Boost C++ Libraries

...one of the most highly regarded and expertly designed C++ library projects in the world. Herb Sutter and Andrei Alexandrescu, C++ Coding Standards

Connection pools
PrevUpHomeNext

Connection pooling is a technique where several long-lived connections are re-used for independent logical operations. When compared to establishing individual connections, it has the following benefits:

  • It provides better performance. Please consult our benchmarks for more info.
  • It simplifies connection management. The connection pool will establish sessions, perform retries and apply timeouts out of the box.

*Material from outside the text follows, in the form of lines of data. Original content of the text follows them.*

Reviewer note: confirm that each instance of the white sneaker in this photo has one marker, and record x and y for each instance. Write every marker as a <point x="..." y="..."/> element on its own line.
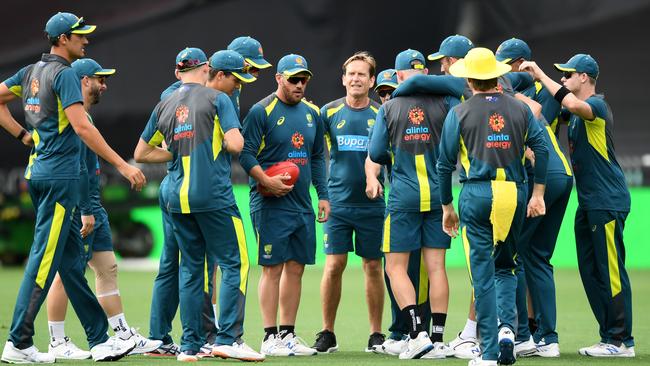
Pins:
<point x="187" y="357"/>
<point x="297" y="345"/>
<point x="142" y="344"/>
<point x="238" y="350"/>
<point x="392" y="346"/>
<point x="479" y="361"/>
<point x="112" y="350"/>
<point x="64" y="349"/>
<point x="273" y="346"/>
<point x="417" y="347"/>
<point x="545" y="350"/>
<point x="439" y="350"/>
<point x="506" y="347"/>
<point x="165" y="350"/>
<point x="11" y="354"/>
<point x="205" y="351"/>
<point x="465" y="348"/>
<point x="523" y="348"/>
<point x="607" y="350"/>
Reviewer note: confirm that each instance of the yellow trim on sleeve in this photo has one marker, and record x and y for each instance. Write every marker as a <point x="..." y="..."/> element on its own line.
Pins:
<point x="269" y="108"/>
<point x="558" y="151"/>
<point x="504" y="205"/>
<point x="386" y="242"/>
<point x="63" y="119"/>
<point x="243" y="254"/>
<point x="50" y="248"/>
<point x="612" y="258"/>
<point x="464" y="157"/>
<point x="597" y="136"/>
<point x="217" y="137"/>
<point x="501" y="174"/>
<point x="156" y="139"/>
<point x="423" y="183"/>
<point x="185" y="186"/>
<point x="331" y="111"/>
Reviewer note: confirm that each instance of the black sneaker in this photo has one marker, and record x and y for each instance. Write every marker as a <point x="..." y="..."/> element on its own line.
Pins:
<point x="375" y="340"/>
<point x="325" y="342"/>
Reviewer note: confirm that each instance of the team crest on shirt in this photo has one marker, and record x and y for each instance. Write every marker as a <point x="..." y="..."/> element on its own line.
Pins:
<point x="267" y="251"/>
<point x="497" y="123"/>
<point x="183" y="130"/>
<point x="182" y="112"/>
<point x="33" y="103"/>
<point x="34" y="86"/>
<point x="497" y="140"/>
<point x="416" y="115"/>
<point x="297" y="156"/>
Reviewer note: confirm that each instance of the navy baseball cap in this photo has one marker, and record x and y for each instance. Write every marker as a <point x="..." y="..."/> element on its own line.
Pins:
<point x="61" y="23"/>
<point x="387" y="77"/>
<point x="453" y="46"/>
<point x="233" y="62"/>
<point x="89" y="67"/>
<point x="251" y="50"/>
<point x="580" y="63"/>
<point x="513" y="49"/>
<point x="409" y="59"/>
<point x="190" y="58"/>
<point x="293" y="64"/>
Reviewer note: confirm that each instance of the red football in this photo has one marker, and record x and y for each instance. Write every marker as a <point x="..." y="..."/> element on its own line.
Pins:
<point x="278" y="169"/>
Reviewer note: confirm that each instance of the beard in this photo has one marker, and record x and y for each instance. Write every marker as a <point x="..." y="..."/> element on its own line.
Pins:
<point x="95" y="95"/>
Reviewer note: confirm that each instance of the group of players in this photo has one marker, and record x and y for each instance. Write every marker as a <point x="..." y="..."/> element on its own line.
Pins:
<point x="489" y="110"/>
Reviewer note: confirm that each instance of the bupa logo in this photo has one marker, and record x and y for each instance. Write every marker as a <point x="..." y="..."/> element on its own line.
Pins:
<point x="297" y="140"/>
<point x="34" y="87"/>
<point x="182" y="112"/>
<point x="352" y="143"/>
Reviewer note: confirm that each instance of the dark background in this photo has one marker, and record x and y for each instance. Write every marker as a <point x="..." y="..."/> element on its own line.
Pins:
<point x="140" y="38"/>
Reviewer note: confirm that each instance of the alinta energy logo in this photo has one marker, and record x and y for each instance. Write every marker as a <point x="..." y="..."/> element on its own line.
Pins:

This is how you can create a pool of connections:

// pool_params contains configuration for the pool.
// You must specify enough information to establish a connection,
// including the server address and credentials.
// You can configure a lot of other things, like pool limits
mysql::pool_params params;
params.server_address.emplace_host_and_port(server_hostname);
params.username = mysql_username;
params.password = mysql_password;
params.database = "boost_mysql_examples";

// The I/O context, required by all I/O operations
asio::io_context ctx;

// Construct a pool of connections. The context will be used internally
// to create the connections and other I/O objects
mysql::connection_pool pool(ctx, std::move(params));

// You need to call async_run on the pool before doing anything useful with it.
// async_run creates connections and keeps them healthy. It must be called
// only once per pool.
// The detached completion token means that we don't want to be notified when
// the operation ends. It's similar to a no-op callback.
pool.async_run(asio::detached);

connection_pool is an I/O object that manages connections. It can be constructed from an executor or execution context (like all I/O objects) and a pool_params object.

connection_pool::async_run must be called exactly once per pool. This function takes care of actually keeping connections healthy.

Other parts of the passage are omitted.